Fanghi, rifiuti, monitoraggio delle matrici ambientali e partecipazione saranno al centro di un incontro pubblico che avrà luogo questa sera, 22 aprile alle 20 e 45, presso palazzo Cambieri di Mortara. Organizza l’evento l’associazione “La Mortara che Vorrei”, ovvero l’ex comitato no fanghi, da anni in prima linea per la tutela dell’ambiente a Mortara e sul territorio. L’idea è anche quella di porre le basi per attivare in città un corpo di guardie ecologiche. “In questi anni – spiega l’attivista Adriano Arlenghi, uno dei promotori dell’iniziativa – una serie di emergenze ha cambiato la nostra vita. La guerra in Europa, la pandemia, il cambiamento climatico ci hanno spiegato che il terzo millennio sarà un mondo di cura oppure di barbarie. È necessario cambiare, alla follia umana dobbiamo sostituire un’etica della responsabilità, allo sconvolgimento degli ecosistemi dobbiamo proporre una nuova attenzione a come trattiamo il pianeta. L’incontro pubblico che proponiamo vuole portare a Mortara il dibattito sulle tematiche irrisolte: fanghi, rifiuti, monitoraggio delle matrici ambientali compromesse, verde, partecipazione pubblica, una nuova idea di città resiliente”.

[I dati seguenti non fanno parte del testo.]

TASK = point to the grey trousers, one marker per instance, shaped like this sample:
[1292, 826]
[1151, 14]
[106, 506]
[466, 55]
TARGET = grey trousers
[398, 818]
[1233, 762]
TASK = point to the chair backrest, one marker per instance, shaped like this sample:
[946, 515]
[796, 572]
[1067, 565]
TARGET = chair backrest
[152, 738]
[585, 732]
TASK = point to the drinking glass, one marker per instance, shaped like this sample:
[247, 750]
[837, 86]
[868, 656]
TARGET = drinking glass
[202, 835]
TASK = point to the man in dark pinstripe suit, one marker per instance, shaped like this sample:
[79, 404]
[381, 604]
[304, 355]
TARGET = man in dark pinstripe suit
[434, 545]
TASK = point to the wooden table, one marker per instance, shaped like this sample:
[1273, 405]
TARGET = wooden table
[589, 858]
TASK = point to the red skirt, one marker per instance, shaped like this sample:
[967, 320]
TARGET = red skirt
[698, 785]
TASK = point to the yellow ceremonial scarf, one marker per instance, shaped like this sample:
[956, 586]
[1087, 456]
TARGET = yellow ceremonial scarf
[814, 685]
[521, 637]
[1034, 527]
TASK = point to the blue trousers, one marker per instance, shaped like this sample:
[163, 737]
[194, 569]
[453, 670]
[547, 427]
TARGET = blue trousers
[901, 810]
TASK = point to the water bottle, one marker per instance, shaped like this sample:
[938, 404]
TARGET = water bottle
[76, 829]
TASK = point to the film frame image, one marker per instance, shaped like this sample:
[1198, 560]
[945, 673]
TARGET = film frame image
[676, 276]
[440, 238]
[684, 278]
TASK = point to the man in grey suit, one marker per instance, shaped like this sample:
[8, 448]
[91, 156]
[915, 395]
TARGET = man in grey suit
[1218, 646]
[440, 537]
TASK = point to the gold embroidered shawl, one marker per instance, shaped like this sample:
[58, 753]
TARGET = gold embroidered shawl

In particolare, gli attivisti dell’associazione chiederanno a tutti, terzo settore e politica, di attivarsi per costruire un volontariato fatto di guardie ecologiche che sappiano intervenire, fotografando il territorio, quando esso presenta abusi, rifiuti abbandonati, puzza di fanghi. “L’incontro – dichiara Arlenghi – si svolgerà nella sala conferenze di palazzo Cambieri, alle 20 e 45 di venerdì 22 aprile e avrà come relatori principali, all’interno di un tour di proposte di questo tipo che sta coinvolgendo la Lomellina con il titolo Ambiente e salute: Enrico Vignati, referente Guardie ecologiche volontarie provincia di Pavia; Marco Menghini del WWF; e Antonella Fanchini di RifiutiAmoci”.